Para estudar estes fenômenos, o Tara possui o equipamento eletrônico
mais moderno disponível, que permitirá coletar e analisar amostras de
gelo, ar e água durante os próximos dois anos. O navio possui uma
enorme prancha a vela feita em alumínio, dispõe também de turbinas de
vento para gerar energia limpa e pode armazenar até 200 toneladas de
equipamento, material médico e alimentos. Apesar do degelo do Pólo
Norte, durante o inverno o Ártico se congela. Isto fará com que o Tara
fique preso no gelo, devendo seguir, por vários meses, as correntes
naturais da região. Durante os dois invernos que passar no gelo, o
navio se converterá em uma plataforma de observação e pesquisa sobre
as degradações do ambiente ártico.
O Tara será visitado regularmente por cientistas e equipes médicas e
estará em contato regular com os centros de coordenação do Pnuma,
Damocles e outros programas científicos europeus. Para Achim Steiner,
diretor-executivo do Pnuma, “a expedição do Tara permitirá compreender
as mudanças climáticas que ocorrem na região ártica e disseminar a
mensagem de que tais fenômenos nas regiões polares interessam a toda a
raça humana”. O Tara é um veleiro construído especialmente para se
deixar levar por correntes marinhas e pertenceu ao lendário marinheiro
neozelandês Robert Blake. Com o nome de Seamaster, serviu a Blake,
representante especial da Organização das Nações Unidas que foi
assassinado por piratas em dezembro de 2001 durante uma expedição na
Amazônia.
Em 2003, após esta trágica morte, Burgeois, um apaixonado marinheiro de
45 anos, adquiriu a embarcação para utilização em expedições
científicas, como a atual. Durante o verão de 2005, por exemplo,
Burgeois passou várias semanas na Antártida a bordo do Tara, junto com
o fotógrafo brasileiro Sebastião Salgado. Desta vez, está acompanhado,
entre outros, pelo marinheiro e ativista francês Bernard Buigues, de
51 anos, que organizou numerosas expedições ao Pólo Norte e à Sibéria
em quase duas décadas, e Christian de Marliave, de 53 anos, autor de
vários livros sobre a ecologia do Oceano Ártico e considerado um dos
mais importantes especialistas em regiões polares.

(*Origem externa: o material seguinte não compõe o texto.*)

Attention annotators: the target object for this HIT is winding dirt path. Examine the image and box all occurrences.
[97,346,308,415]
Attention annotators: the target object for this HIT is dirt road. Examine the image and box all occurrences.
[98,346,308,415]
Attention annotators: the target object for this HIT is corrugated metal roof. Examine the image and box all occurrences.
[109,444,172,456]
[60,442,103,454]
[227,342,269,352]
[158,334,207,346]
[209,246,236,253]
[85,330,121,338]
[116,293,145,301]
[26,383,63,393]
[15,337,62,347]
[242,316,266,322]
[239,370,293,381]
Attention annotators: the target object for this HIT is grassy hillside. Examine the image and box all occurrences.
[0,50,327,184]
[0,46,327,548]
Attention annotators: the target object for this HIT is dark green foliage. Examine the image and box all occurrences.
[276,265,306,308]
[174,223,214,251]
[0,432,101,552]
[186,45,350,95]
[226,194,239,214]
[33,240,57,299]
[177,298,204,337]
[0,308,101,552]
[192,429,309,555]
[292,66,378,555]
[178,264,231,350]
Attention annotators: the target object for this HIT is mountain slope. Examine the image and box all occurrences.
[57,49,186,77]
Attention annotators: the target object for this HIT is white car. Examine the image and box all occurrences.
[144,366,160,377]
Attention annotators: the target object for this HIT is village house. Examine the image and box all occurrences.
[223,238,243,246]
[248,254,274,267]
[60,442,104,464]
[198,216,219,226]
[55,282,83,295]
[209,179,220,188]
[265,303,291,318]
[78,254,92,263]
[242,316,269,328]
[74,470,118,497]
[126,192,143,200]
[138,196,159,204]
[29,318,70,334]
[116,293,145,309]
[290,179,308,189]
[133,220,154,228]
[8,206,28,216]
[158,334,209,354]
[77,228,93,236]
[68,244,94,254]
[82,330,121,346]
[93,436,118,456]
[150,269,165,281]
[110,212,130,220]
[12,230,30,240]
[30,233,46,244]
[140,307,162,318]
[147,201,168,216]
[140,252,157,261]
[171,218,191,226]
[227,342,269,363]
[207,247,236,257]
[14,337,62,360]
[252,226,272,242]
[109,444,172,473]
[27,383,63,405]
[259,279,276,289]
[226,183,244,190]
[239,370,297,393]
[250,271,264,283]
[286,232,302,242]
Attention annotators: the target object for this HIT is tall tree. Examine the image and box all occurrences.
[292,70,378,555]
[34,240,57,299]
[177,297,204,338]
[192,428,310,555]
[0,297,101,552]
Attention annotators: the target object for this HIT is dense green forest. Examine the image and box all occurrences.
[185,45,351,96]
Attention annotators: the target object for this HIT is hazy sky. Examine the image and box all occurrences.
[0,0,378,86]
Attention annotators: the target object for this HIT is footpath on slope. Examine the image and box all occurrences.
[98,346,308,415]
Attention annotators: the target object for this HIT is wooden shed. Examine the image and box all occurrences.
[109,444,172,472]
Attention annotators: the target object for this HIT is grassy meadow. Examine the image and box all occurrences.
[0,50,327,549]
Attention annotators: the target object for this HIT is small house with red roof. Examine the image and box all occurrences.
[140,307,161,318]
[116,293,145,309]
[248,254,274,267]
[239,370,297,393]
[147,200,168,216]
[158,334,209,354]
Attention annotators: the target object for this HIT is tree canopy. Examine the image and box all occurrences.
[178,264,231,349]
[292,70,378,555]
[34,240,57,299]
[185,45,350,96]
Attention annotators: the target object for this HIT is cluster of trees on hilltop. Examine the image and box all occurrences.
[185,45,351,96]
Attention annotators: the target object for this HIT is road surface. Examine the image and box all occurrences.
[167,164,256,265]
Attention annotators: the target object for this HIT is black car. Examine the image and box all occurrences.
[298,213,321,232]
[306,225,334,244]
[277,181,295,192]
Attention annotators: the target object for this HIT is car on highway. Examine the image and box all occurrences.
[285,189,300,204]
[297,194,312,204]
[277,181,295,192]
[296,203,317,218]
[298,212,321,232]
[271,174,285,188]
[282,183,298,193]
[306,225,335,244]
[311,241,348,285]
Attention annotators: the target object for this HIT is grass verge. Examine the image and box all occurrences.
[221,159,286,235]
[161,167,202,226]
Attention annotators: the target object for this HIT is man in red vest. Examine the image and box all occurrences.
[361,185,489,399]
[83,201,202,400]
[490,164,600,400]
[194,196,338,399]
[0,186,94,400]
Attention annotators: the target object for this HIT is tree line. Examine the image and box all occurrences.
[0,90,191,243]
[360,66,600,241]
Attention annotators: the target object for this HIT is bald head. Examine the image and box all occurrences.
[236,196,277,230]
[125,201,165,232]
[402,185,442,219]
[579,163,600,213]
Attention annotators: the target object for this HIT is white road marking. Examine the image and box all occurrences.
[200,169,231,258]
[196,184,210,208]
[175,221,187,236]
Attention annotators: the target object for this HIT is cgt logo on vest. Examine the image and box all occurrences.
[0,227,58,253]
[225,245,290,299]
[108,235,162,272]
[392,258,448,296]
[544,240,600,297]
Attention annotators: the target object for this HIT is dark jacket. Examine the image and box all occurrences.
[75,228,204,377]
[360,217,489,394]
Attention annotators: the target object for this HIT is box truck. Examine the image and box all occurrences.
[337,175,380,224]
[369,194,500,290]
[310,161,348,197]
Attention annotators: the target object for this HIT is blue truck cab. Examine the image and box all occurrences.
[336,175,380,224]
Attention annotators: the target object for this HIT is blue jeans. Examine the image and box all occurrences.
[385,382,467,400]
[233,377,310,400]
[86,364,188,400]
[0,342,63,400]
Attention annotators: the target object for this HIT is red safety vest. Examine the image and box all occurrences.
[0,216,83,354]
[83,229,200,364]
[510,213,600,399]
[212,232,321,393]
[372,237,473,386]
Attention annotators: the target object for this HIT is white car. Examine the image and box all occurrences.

O chefe da expedição é o neozelandês Grant Redvers, doutor em ciências
ambientais, de 33 anos, que, apesar da juventude, possui longa
experiência em explorações marinhas científicas, tanto em seu país de
origem quanto na Antártida, Patagônia e Geórgia do Sul. Outros membros
da tripulação científica do Tara são os ambientalistas marinhos Hevé
Le Goff, da Damocles; Sergey Pisarev, do Instituto Russo de
Oceanologia, e a jornalista russa Svetlana Murashkina.